If we turn back time, we can see that there is a visible pattern in how history has denied the homosexuality of people of importance. Time and time again, reports cover up high-profile relationships by blowing them off as close friendships. In reality, though, the list of historical figures whose clearly gay relationships were downplayed as strong friendships is extensive. The following are only a small percentage of those whom the media was too fearful to identify correctly.
John F. Kennedy, 35th president of the U.S., had a reputation of being a womanizer. However, Kirk LeMoyne (“Lem”) Billings was a gay man with whom JFK allegedly had a very strong friendship, for many decades. Billings was open about his sexuality, an attribute that made much of the Kennedy family uncomfortable. According to reports, Billings told author Lawrence J. Quirk that Kennedy was on “the receiving end” of their sexual relationship, which Kennedy felt still allowed for his desires to qualify as a merely heteronormative desire for pleasure.
Another notable political figure with a history of homosexuality is founding father Alexander Hamilton. Given that some historians have granted him the title of being one of the most influential queer men in American history, it is important to delve into the relationships that much of the media would tell you was a simple friendship. Lieutenant colonel John Laurens was a very close friend of Hamilton.
Following their time in the war together, the two men consistently wrote letters to each other, which contained heavy indications of passion towards one another. After marriage, Hamilton noted to Laurens that his relationship with his wife was merely a cover for his true desires and many times discredited his marriage to Elizabeth Schuyler. Hamilton wrote that “In spite of Schuyler’s black eyes, I have still a part for the public and another for you. So your impatience to have me married is misplaced; a strange cure by the way, as if after matrimony I was to be less devoted that I am now.”
Emily Dickinson is one of the most infamous queer icons in literature, but she was not always allowed to hold this title. She had known Susan Gilbert her entire life, and as a result, most records tried to play the two as a pair of childhood friends. However, many records have claimed that the two carried out a prolonged relationship, even into the time during which Gilbert was married to Dickinson’s brother. It is also notable that Dickinson never married, which was historically attributed to her introverted nature, but which could definitely be explained by her unwillingness to settle down with a man to whom she was not attracted.
As a first lady, Eleanor Roosevelt’s bisexuality was downplayed by the media immensely; most people do not know anything about her relationships with women. Her marriage to President Rosevelt was in many ways no more than a political statement that had to be preserved, but history classes would not openly unveil such information to the youth. Eleanor Roosevelt had a lengthy relationship with Lorena Hickock, a writer for The New York Times.

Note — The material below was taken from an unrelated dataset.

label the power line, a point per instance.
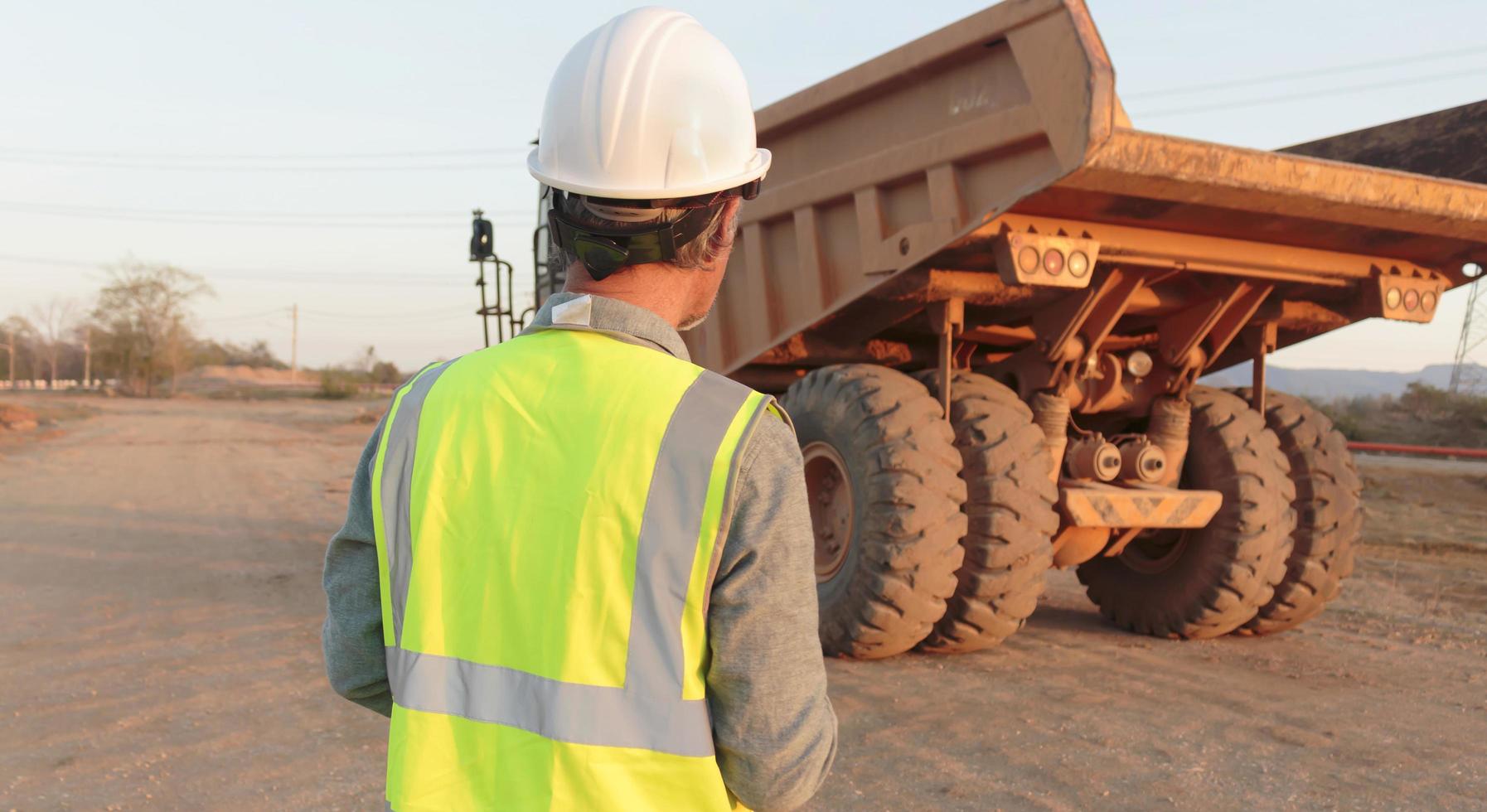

Unfortunately, it has taken a prolonged period of time for all of these figures to make their way into the light of their true identity. Relationships such as all of these have been swept under the rug for decades going on centuries. Larry Kramer of The Guardian sums it up quite well by saying “Most histories are written by straight people who wouldn’t know, see the signs that a gay person does when they look at a person’s life,” (Kramer). In a heteronormative society, those in charge of writing history may miss the cues, oftentimes intentionally, that distinguish same-sex relationships from strong friendships.
Such a widespread heteronormative mindset throughout history has resulted in the denial of many same-sex relationships and the degradation of such to mere friendships. Historically, media representation of homosexuality has been almost nonexistent. Such has created a clear message that homosexuality is a recent phenomenon; brilliant use of propaganda that is simply untrue. Normalizing the presence of homosexuality across an array of recent centuries is essential in order to remove the stigmas presented against the gay community today.
Despite the notion that the reality of these relationships, and so many others, have surfaced over time, such came as a result of perseverance through time. It was not until long after the activity of these silenced relationships that their reality came to light. This is an issue that needs to be corrected as we progress in humanity’s motion towards equal representation.